A l’issue d’un conseil national tenu le samedi 9 mai 2026 à Cotonou, le parti d’opposition les Forces Cauris pour un Bénin Emergent (FCBE) a décidé de se rallier au camp présidentiel à compter du 24 mai 2026, la date d’investiture du nouveau chef de l’État, Romuald Wadagni. Un départ de l’opposition justifié par la déculottée lors des dernières élections et l’ambition du parti à contribuer au développement du pays. Mais force est de constater que cette décision qui fragilise de plus en plus le paysage politique béninois n’est pas sans susciter des interrogations au sein de l’opinion.
A deux semaines de l’investiture du nouveau président élu
Romuald Wadagni, le parti de l’opposition modéré, les Forces Cauris pour un
Bénin émergent (FCBE) ont claqué la porte de l’opposition le samedi 9 mai 2026
pour rejoindre la majorité présidentielle.
Les dirigeants du seul parti de l’opposition ayant pour candidat
Paul Hounkpè
qui avait été battu à plates coutures avec 5,95 % des voix lors de l’élection présidentielle du 12 avril 2026 ne manquent
pas d’arguments pour motiver leur choix politique.

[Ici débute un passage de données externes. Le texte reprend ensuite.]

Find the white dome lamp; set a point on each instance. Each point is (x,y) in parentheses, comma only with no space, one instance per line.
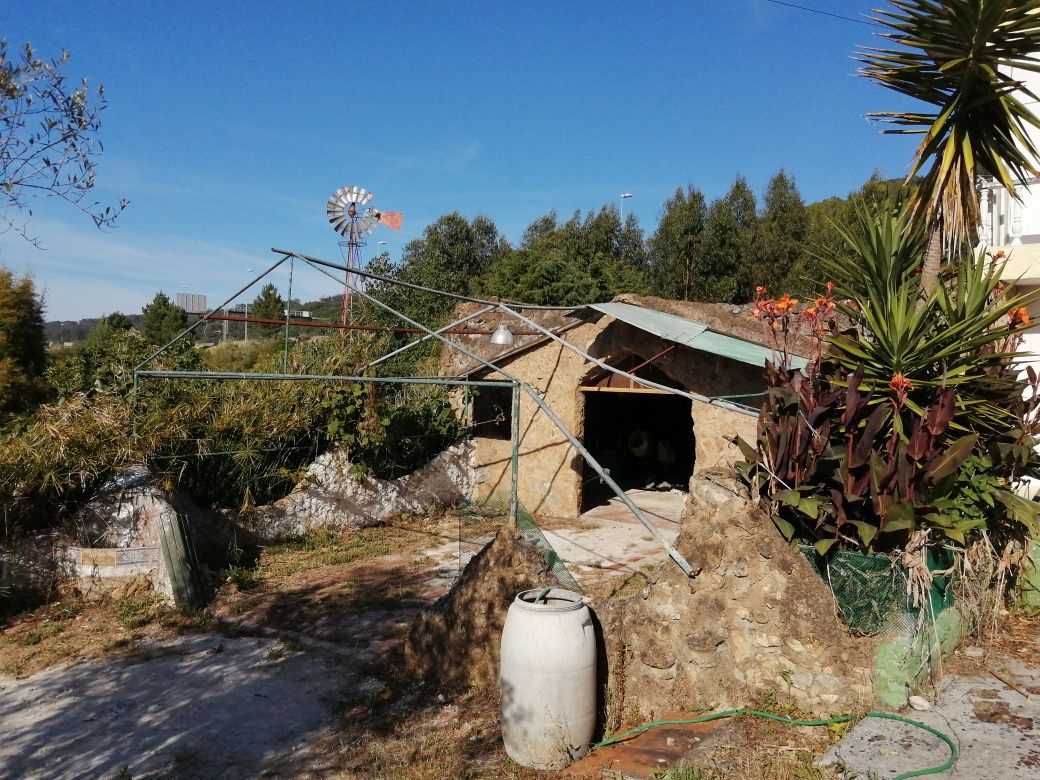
(502,336)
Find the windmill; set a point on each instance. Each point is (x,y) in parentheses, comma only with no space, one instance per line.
(354,219)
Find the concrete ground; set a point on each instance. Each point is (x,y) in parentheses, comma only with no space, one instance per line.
(201,706)
(608,539)
(995,726)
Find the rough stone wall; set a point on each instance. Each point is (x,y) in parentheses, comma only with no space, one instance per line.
(550,468)
(331,496)
(32,565)
(755,620)
(129,540)
(456,642)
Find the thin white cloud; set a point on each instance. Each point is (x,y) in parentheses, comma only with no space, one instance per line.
(85,273)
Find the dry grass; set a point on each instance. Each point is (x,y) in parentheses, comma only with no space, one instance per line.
(405,737)
(72,630)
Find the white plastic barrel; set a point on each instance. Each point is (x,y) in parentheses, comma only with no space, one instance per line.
(548,678)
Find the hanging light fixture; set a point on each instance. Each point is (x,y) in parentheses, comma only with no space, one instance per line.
(502,336)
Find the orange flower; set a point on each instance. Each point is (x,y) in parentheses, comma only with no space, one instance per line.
(1019,317)
(901,385)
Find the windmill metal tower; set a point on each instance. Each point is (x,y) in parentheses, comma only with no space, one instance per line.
(347,218)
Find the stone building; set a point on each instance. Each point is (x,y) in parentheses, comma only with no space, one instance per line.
(645,437)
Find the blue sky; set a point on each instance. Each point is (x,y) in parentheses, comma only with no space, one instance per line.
(230,124)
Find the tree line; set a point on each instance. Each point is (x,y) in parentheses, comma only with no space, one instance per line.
(717,252)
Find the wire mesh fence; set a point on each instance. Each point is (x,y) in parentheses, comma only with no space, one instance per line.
(873,593)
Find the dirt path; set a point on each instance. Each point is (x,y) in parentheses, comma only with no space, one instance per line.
(213,704)
(201,706)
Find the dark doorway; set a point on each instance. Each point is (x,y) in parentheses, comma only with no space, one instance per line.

Ils évoquent le plébiscite du peuple béninois au
cours des dernières élections. « Le peuple a fait son choix et le choix du peuple s’impose à
nous », a souligné Yaya
Garba, Secrétaire exécutif national du parti par intérim indiquant que le parti
vise à participer au développement du pays. Le parti d’opposition modéré
affirme envisager de collaborer avec le parti au pouvoir afin d’apporter sa
pierre au développement du pays.
Selon le
politologue béninois, Toussaint Alexandre Nkpako, ce rapprochement ne pose pas assez
de problème, cela est prévisible puisque le parti FCBE est considéré comme un
parti de l’opposition modéré. C’est dans ce cadre qu’il a signé des accords
avec les partis de l’Union Progressiste le Renouveau (UP le Renouveau) et le Bloc Républicain pour participer aux élections
législatives et communales, des partis qui cohabitent avec le parti au pouvoir.
« Il convient de rappeler quelques faits, le
premier c’est que le parti FCBE s’est déclaré comme un parti d’opposition
modéré contrairement au parti les Démocrates qui est et demeure un parti de
l’opposition radicale. Le second fait, c’est que le parti FCBE pour traduire
son positionnement modéré sur l’échiquier politique national a signé des
accords avec les partis, l’Union Progressiste le Renouveau (UP le Renouveau) et
le parti Bloc Républicain qui sont des partis qui soutiennent le régime Talon
pour aller ensemble aux élections législatives et communales
dernièrement » a -t-il affirmé
Il a
toutefois évoqué le partage de la vision des FCBE par rapport à la gouvernance
de Patrice Talon. « Ce qui veut dire
que seuls les responsables du parti FCBE ne rejettent pas totalement ce qui est
fait et mis en œuvre par le régime de la rupture c’est-à-dire le régime de
Talon mais à quelques divergences » a – t-il ajouté.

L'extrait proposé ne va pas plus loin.